Elsewhere, Singapore is getting in on the act, with a towering spinach and lettuce farm called SkyGreens making use of natural sunlight, rather than LEDs, with an eight-storey, electronically controlled glasshouse. And Panasonic of Japan has kicked off production at its first LED-lit vertical farm, in Singapore, supplying a premium restaurant chain with herbs, mustard, radishes and red lettuce.
In the U.S., vertical farming is just as vibrant a start-up business with firms like Green Sense Farms in Portage, Indiana, running the largest plant so far, but with Green Spirit Farms of New Buffalo, Michigan, expanding fast – into Ohio and West Virginia – as the economics of energy saving LEDs kick in. Indeed Despommier recently joined Green Spirit Farms’ founder, Milan Kluko, and his colleagues as they celebrated a seasonal festivity unique to vertical farming: their first “annual midwinter harvest festival”.
The challenge of integration
If such festivals are to proliferate worldwide, the LEDs making vertical farms an economic prospect need to drop in price and become still more energy efficient. LEDs have around 28% energy efficient currently – but in research they have been demonstrated at 68%. The other necessary vertical farm technologies – climate control, hydroponics, humidifiers, biosecurity measures and the supervisory computer systems that are used to control them – are all reasonably mature, but integrating them in this new way remains a challenge.

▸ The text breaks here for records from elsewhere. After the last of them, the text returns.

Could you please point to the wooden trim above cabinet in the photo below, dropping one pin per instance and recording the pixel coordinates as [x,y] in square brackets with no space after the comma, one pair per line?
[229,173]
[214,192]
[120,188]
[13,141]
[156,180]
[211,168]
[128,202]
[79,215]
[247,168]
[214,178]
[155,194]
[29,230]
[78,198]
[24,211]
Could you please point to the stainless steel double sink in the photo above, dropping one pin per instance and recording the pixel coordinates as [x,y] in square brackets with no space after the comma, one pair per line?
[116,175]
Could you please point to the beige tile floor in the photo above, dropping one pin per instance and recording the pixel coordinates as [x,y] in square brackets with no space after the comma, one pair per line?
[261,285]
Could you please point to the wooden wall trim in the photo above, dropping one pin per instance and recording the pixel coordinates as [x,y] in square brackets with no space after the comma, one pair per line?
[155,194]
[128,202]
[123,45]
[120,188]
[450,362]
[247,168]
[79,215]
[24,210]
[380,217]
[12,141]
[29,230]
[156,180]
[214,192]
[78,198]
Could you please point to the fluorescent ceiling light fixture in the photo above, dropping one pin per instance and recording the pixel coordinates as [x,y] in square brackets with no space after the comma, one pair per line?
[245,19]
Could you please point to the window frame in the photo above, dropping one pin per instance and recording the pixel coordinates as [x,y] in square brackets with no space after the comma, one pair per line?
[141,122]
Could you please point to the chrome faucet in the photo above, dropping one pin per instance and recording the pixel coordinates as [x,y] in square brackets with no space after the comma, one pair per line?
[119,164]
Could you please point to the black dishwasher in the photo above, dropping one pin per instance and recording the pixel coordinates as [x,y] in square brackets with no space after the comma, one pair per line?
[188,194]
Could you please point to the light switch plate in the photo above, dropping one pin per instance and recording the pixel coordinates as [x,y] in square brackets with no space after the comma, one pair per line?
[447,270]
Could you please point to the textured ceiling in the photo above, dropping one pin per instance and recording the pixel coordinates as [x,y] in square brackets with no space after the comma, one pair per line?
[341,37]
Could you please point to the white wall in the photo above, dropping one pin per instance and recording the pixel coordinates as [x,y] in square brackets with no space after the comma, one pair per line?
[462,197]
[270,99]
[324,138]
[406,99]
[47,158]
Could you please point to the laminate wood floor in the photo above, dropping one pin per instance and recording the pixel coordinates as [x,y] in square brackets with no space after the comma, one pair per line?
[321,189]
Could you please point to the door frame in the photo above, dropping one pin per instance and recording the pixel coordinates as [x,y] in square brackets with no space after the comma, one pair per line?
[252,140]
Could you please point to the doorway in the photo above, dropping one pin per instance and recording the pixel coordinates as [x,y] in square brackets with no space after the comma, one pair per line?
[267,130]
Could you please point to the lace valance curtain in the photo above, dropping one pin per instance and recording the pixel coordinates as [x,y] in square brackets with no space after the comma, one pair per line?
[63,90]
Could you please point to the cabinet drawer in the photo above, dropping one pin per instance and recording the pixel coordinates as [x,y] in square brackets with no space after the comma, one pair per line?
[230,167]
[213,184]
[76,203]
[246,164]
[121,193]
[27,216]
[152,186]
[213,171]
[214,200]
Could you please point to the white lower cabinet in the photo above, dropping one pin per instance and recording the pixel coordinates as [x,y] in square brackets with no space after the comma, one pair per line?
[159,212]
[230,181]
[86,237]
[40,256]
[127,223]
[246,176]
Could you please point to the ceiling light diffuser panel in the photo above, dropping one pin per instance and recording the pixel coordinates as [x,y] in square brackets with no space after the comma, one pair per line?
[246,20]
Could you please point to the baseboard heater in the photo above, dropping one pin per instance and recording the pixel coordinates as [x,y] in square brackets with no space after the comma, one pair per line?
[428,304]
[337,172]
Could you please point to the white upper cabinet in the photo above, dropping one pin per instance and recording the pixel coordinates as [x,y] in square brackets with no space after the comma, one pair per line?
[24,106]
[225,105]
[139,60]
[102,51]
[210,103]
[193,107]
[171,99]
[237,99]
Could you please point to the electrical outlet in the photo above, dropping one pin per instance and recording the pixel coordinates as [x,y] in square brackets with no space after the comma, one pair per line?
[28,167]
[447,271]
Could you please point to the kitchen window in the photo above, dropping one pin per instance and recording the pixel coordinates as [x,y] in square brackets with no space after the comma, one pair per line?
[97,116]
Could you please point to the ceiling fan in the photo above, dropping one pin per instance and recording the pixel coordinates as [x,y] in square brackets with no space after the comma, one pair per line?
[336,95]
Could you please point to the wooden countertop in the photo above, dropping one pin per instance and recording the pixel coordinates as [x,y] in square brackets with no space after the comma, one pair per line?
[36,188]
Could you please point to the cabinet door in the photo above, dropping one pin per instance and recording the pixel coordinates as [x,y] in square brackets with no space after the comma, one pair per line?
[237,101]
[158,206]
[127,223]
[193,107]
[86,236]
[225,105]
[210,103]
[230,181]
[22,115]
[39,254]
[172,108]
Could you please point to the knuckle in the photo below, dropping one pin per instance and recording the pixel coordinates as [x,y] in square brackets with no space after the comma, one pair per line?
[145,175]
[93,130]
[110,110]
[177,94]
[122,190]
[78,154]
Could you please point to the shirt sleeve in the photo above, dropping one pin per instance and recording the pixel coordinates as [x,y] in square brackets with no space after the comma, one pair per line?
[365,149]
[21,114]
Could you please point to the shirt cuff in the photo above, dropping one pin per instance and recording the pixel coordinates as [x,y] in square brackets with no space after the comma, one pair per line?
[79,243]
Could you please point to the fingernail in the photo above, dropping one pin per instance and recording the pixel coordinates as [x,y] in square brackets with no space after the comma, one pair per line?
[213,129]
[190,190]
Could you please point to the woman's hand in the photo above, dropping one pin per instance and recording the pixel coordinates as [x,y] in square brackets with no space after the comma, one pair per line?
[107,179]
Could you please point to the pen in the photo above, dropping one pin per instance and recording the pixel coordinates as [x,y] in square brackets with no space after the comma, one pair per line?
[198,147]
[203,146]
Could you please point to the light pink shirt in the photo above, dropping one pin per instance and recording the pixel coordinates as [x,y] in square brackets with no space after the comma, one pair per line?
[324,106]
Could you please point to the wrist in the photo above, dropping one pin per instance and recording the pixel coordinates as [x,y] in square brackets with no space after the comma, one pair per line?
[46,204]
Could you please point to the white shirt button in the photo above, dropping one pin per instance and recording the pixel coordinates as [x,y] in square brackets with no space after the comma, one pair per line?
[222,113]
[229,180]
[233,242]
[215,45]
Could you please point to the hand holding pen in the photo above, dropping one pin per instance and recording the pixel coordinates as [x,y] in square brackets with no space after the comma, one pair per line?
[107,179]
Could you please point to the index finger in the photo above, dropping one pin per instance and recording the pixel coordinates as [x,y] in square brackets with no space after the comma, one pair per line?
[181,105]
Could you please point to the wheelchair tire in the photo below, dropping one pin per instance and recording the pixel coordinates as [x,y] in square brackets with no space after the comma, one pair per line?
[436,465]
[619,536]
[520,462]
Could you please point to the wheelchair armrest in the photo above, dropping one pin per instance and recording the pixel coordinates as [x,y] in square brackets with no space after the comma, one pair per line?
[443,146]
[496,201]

Another hope of vertical farmers is that their closed systems will keep out pests and crop diseases, as long as staff in the centres stick to strict biosecurity protocols, such as not wearing their outdoor clothes and shoes, which may carry pathogens, into the farm. A role for ultraviolet LEDs to zap bugs like Escherichia coli – spread to growing plants by unclean human hands – could one day be developed.
Such issues may not bother the big farms for long. While smaller scale vertical farms are expected to continue employing people, the larger ones, such as the Japanese electronics companies’ nascent plant factories, will probably end up fully automated, like robotically controlled Amazon.com warehouses – but where the robots pluck out vegetables rather than DVDs or books. “In a 10-layer crop system there is no way people can get up and down it,” says Martin McPherson, science director at Stockbridge Technology Centre (STC) in the UK. “It will have to be automated.”
For his part, Despommier sees the fact that corporate Japan is buying into vertical farms in a big way as a blow to his vociferous critics, who greeted his plans for the farms with particularly coruscating commentary, with one dubbing them “towering lunacy”.
“The critics were short sighted,” says Despommier. “What they all failed to do was allow for progress in the technology, like the increasing efficiency of the LEDs. The evidence is overwhelming that if you can identify a technological issue then engineers can solve it.”